The United Nations estimates that some 500,000 people have been displaced by the latest violence in Lebanon. Individuals traveling through areas where conflict has been intense are at potential risk of injury or death from unexploded ordnance. “UXO must be marked and cleared from essential infrastructure before people can return home, houses can be rebuilt, and humanitarian personnel and peacekeepers can do their jobs,” Gaylard says.

Since 2002, nearly 59,000 landmines and more than 4,600 items of unexploded ordnance have been cleared from southern Lebanon, enabling the resumption of farming in dozens of communities and the return of thousands of internally displaced persons. Mine action activities in southern Lebanon have been overseen by the Mine Action Coordination Centre of Southern Lebanon. The Centre was established pursuant to a Security Council resolution in 2001, is staffed jointly by United Nations and Lebanese Armed Forces personnel, and is supported by UNMAS. The Centre coordinates mine action in Lebanese territory south of the Litani River, which is the area where the UN Interim Force in Lebanon (UNIFIL) operates.

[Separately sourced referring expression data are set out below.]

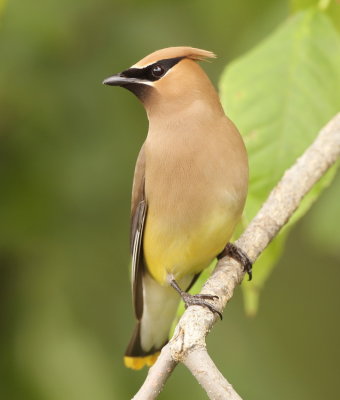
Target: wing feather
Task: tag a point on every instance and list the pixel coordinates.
(138, 216)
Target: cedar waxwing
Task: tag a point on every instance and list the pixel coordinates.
(188, 194)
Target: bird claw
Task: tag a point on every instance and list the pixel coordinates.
(200, 300)
(239, 255)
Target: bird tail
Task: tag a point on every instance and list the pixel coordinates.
(151, 333)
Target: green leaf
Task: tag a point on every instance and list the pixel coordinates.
(280, 95)
(330, 7)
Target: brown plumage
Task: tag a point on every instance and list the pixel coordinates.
(189, 188)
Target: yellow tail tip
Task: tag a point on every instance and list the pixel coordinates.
(139, 362)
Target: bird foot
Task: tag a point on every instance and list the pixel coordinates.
(200, 300)
(239, 255)
(195, 299)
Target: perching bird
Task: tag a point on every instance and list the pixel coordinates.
(189, 190)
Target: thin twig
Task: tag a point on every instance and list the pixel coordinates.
(188, 343)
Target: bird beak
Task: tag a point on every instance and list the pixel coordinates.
(116, 80)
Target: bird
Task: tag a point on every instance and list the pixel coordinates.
(188, 193)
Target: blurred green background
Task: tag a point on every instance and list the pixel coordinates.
(67, 152)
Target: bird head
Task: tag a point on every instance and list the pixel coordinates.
(168, 79)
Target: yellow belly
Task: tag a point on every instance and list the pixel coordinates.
(181, 250)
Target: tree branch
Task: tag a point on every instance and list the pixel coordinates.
(188, 342)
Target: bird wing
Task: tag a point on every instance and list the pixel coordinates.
(138, 214)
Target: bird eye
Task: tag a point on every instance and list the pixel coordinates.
(157, 71)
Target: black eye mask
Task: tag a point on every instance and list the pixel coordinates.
(152, 72)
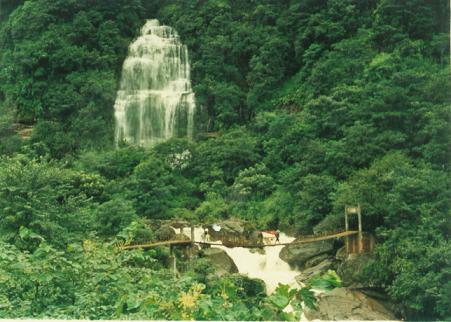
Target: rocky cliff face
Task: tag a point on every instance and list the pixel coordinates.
(220, 260)
(347, 304)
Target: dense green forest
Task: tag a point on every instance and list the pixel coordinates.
(315, 104)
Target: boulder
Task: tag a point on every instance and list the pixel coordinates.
(346, 304)
(350, 270)
(299, 254)
(317, 260)
(219, 258)
(312, 271)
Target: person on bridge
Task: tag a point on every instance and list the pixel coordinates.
(277, 234)
(206, 235)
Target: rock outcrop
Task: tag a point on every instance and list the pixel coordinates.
(219, 258)
(300, 255)
(234, 232)
(350, 269)
(314, 270)
(346, 304)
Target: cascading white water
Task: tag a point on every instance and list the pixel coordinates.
(155, 101)
(267, 267)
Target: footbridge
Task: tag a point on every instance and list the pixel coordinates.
(300, 240)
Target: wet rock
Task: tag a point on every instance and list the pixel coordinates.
(298, 255)
(317, 260)
(341, 254)
(260, 251)
(220, 260)
(165, 233)
(312, 271)
(351, 270)
(346, 304)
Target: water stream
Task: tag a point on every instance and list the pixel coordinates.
(155, 101)
(267, 266)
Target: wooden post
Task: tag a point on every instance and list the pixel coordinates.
(172, 260)
(346, 228)
(359, 214)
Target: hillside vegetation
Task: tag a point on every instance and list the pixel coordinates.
(317, 105)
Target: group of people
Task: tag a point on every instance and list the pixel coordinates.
(206, 235)
(275, 236)
(261, 238)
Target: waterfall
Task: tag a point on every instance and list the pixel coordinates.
(155, 101)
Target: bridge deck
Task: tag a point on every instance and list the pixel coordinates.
(302, 240)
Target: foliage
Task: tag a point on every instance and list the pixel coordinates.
(317, 104)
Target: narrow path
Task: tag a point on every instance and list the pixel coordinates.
(303, 240)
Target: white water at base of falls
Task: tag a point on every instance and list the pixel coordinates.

Prior to the current fighting, the Centre was focusing its attention on the clearance of an estimated 2.1 million square meters of land known to still be contaminated by landmines, booby-traps, and unexploded ordnance, threatening the safety of nearly 250,000 people in 151 communities, mainly along the Blue Line. The current fighting has significantly increased the amount of contaminated area to be cleared, and the United Nations is making plans to tackle this problem and to provide safety briefings for newly arriving humanitarian personnel once hostilities cease.

The UN Mine Action Service’s director has also expressed concern about several news reports alleging the use of cluster bombs by the parties to the conflict. “If cluster munitions are in fact being used, we appeal to the parties to respect existing international humanitarian law and take the required steps to prevent civilian casualties.”